Se remonter les manches

Pour un anglais, jardiner c’est une seconde nature. N’est-ce pas l’un des stéréotypes que vous avez de l’anglais typique, avec sa pelouse verte fluo, dense et bien coupée ? Allez si ! Avouez qu’Astérix vous a bien influencé.

Petits français avec notre tout premier petit jardin, on doit les faire rire. Notre pelouse a des « tâches » de sécheresse. Il n’y a pas de « lits de fleurs » comme aiment tellement les anglaises ni d’arrangement avec fontaine, pierres et coin sauvage (jardin anglais quoi). Non, chez nous il y a juste un pommier en plein milieu qui a un peu triste mine.

Alors quand notre église organise des journées-jardinage : on se mobilise. Lors des premières fois, c’était Seb le seul représentant des Deleuze. Cette fois, les aînés et la mère (moi) y avons passé trois bonnes heures.
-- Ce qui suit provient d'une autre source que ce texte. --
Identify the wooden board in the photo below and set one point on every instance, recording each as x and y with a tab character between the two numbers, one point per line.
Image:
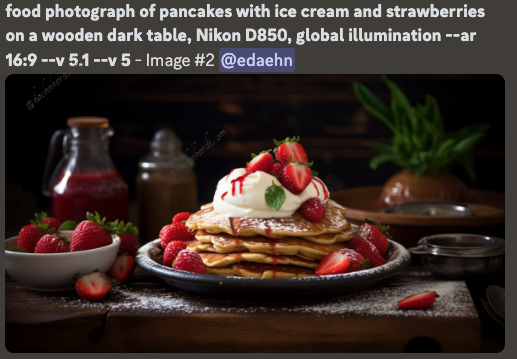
148	316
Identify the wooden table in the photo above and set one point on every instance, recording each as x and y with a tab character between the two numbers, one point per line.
148	316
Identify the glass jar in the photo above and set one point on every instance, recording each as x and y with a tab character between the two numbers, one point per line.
166	185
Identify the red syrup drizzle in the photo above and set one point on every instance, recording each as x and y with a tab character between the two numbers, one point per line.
322	186
239	179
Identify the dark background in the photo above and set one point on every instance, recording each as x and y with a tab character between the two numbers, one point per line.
251	109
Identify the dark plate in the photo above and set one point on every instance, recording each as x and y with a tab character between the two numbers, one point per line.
149	258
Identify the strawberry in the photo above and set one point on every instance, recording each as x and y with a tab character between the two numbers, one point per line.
357	261
171	252
31	234
174	232
92	233
313	209
52	243
262	162
122	268
295	176
376	234
277	169
333	263
52	222
290	147
92	286
421	300
367	250
128	241
180	217
189	261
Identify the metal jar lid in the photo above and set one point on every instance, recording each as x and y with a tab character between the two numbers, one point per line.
459	245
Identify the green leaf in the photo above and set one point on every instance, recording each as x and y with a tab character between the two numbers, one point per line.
19	250
67	226
275	196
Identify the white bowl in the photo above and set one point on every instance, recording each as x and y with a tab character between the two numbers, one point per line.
50	272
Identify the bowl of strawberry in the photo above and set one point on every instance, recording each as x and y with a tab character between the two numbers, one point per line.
46	255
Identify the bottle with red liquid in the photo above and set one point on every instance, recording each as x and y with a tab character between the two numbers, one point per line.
85	180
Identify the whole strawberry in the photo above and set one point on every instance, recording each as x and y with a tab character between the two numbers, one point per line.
128	242
174	232
180	217
189	261
421	300
92	286
92	233
290	147
262	162
376	234
30	235
52	243
295	176
313	209
367	250
52	222
171	252
357	261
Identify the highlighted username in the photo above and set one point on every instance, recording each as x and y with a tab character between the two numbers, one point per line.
256	60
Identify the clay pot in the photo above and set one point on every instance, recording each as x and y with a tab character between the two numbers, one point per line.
404	186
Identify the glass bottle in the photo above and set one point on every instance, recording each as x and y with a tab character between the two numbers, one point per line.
166	185
87	180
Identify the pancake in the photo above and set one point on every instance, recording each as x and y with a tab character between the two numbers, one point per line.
222	260
258	270
225	243
294	226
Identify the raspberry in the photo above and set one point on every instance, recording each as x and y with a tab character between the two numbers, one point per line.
171	252
189	261
174	232
180	217
313	209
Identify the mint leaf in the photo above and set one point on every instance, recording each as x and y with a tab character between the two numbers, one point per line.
275	196
21	250
67	226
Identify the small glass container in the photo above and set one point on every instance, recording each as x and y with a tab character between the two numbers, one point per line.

Deux mini reporters qui ont crié, photographié et enthousiasmé la foule de bénévoles.

Avant de démarrer : s’équiper. Alors direction LE magasin de jardinage du coin :

Dobbies. Le genre de lieu où il vaut mieux, soit ne pas prendre la carte bancaire soit être pressé pour ne pas être tenté d’acheter plus que le nécessaire / utile.

Puis, on emprunte le matos de Seb et c’est parti. Avec un ciel pareil et une météo parfaite, la matinée à venir ne pouvait être qu’agréable, n’est ce pas ?

Alors à l’attaque … les 3leuze …

 

 

 

 

Notre mission ? Désherber les tombes à gauche de l’église. Et bien oui, le jardin d’une église qui date du 13ème siècle c’est un cimetière.  Alors, les tombes il y a en a à foison et ce n’est pas glauque. C’est choquant ? Pas tant que ça. C’est reposant de se promener dans un cimetière. Peut-être très culturel mais ce n’est pas rare de voir des personnes le traverser, s’y promener, s’y asseoir …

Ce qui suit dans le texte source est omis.